Wednesday, May 17, 2017

The Coaching Habit - Michael Bungay Stanier - Part 2

The Coaching Habit - Michael Bungay Stanier
The Coaching Habit -
Michael Bungay Stanier
2017 Reading Challenge - Day 137
  May 17, 2017 

Book 39 - The Coaching Habit -
Say Less, Ask More and Change the Way You Lead Forever

Michael Bungay Stanier (2016)
 Part 2 - pages 49-104
Reading Time - 1 hour

Alright... we get Questions 2 and 3 in this section. The first three questions that open up the coaching for development work together really well.

Question 2 is the AWE question... "And What Else". So when the person has finished telling you What's on Their Mind... you ask... And What Else... so that every comes out onto the table. Most of the time, we work with binary solutions - this or that... but by asking the AWE question, we can actually find more solutions. The AWE question also tames the Advice Monster in each of us that, once it hears What's on somebody's mind, wants to jump in there and fix things. We don't have the answer... but we think we do! You have to stay curious when you ask this question, and that seems to be a common theme... stay curious... and stay genuine! Apparently, most people do not ask the AWE questions often enough... the author suggests 3-5 times. And if you end up with 4 options/solutions... that's a good number.
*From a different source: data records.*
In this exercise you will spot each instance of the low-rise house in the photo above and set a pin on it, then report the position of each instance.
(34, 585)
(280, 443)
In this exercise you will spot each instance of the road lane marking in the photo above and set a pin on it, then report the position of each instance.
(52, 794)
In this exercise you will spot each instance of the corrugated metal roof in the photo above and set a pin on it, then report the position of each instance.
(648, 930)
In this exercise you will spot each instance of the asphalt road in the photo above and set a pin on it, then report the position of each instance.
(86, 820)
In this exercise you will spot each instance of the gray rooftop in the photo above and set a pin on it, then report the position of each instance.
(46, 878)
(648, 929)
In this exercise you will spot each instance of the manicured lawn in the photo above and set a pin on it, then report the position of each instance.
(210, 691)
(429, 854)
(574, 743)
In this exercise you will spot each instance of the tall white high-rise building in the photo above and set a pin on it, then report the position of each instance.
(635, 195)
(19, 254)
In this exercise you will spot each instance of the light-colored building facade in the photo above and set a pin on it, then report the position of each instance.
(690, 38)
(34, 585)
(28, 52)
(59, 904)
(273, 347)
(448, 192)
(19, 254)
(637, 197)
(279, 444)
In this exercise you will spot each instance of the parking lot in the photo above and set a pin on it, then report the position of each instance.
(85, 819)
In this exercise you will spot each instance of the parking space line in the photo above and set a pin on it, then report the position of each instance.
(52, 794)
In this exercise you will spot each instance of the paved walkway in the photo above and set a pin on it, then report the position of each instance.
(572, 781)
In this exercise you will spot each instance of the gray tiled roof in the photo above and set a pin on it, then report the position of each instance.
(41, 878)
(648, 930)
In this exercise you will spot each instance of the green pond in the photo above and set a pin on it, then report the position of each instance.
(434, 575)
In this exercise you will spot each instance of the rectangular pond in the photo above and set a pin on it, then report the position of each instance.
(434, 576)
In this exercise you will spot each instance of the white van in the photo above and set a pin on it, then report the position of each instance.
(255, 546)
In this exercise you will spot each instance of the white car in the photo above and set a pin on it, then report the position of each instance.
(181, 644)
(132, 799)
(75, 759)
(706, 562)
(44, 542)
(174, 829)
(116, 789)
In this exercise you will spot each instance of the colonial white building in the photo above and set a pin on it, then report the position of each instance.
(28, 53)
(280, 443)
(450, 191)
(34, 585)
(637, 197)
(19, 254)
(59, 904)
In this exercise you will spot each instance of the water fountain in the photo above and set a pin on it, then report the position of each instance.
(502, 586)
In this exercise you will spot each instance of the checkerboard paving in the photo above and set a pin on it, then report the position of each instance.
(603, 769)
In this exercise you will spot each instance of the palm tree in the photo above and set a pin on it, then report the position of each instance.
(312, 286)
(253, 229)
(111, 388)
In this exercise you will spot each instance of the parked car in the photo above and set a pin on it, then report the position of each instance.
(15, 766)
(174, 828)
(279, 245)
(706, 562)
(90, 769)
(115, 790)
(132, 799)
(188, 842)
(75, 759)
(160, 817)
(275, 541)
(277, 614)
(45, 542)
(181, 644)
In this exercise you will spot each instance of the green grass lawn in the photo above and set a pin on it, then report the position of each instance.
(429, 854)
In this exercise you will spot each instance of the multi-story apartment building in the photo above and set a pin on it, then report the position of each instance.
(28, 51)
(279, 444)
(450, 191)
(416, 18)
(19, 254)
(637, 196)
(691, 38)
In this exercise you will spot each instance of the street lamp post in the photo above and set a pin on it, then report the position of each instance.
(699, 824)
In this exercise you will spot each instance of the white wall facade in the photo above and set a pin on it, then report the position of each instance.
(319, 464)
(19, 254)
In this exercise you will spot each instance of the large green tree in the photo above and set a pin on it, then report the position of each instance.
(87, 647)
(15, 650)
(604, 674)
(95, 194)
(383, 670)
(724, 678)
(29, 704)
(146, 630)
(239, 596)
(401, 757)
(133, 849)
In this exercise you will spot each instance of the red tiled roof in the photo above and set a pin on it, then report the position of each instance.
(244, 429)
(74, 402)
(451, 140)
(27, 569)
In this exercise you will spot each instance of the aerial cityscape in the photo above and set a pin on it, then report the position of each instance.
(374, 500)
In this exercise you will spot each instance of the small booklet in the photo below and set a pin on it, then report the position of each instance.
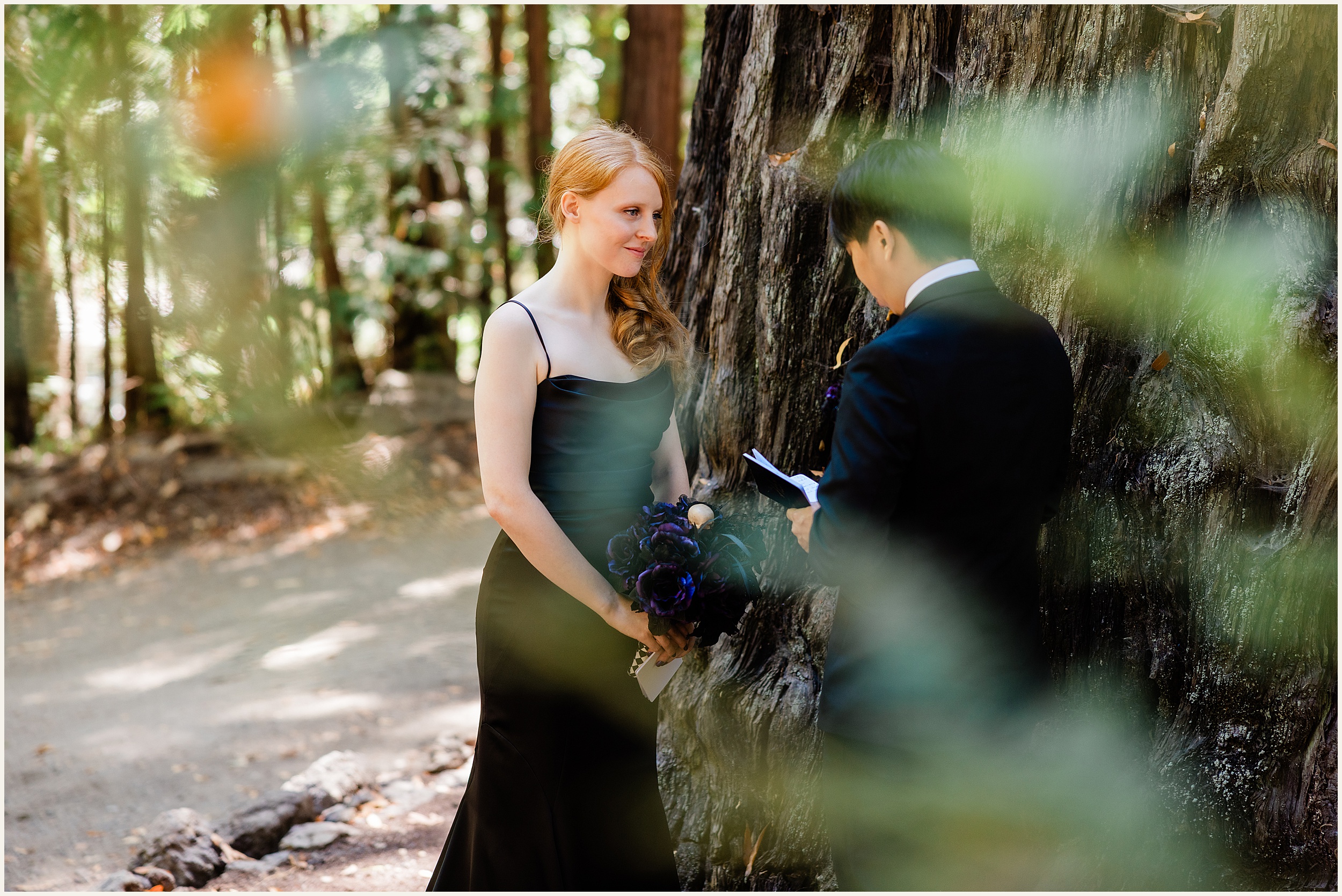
(653, 678)
(790, 491)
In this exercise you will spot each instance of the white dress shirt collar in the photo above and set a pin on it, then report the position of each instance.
(945, 271)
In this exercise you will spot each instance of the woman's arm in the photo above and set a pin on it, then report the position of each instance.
(505, 402)
(670, 479)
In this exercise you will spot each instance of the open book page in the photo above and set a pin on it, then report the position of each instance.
(806, 483)
(653, 678)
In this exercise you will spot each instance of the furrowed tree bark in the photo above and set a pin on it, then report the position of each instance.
(540, 130)
(1180, 455)
(650, 100)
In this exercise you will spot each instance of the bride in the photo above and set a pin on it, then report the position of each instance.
(575, 427)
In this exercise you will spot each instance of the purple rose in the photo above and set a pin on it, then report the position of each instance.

Question 3 is the Focus Question. When someone first tells us what is on their mind... we can think that that is the actual/real problem. But it's usually not. We do want to fix it though but we can end up wasting our time fixing the wrong problem. First problem is not always Real problem... So... ask - What's the Real Challenge here for You? It gets them to cut to the chase because sometimes, when you've asked what's on their mind, you get a huge pile of problems. Sooo... by asking What's the Real Challenge here for You?, you get them to identify it. The author says that just adding "for you" to the end of other questions can also work wonders.

There are also some Question tidbits in here... If you know what question to ask... get to the point and ask it. Stop doing the opening chit-chat. Just get to it. A good opening line is "Out of curiosity....".

Another tidbit... don't disguise ideas as questions... we can be bad at this. "Have you thought about...?" "What about....?" These "questions" are just advice with a question mark attached. Stop it.

Another tidbit... stick to questions starting with "What" rather than "Why". A why question can very easily end up sounding like "What the heck were you thinking!!?" Better to ask... "What were you hoping for here? What made you choose this course of action?" "What's important for you here?". These tend to keep the conversation open and flowing rather than sending someone into their defensive little hole because they feel like they are in trouble.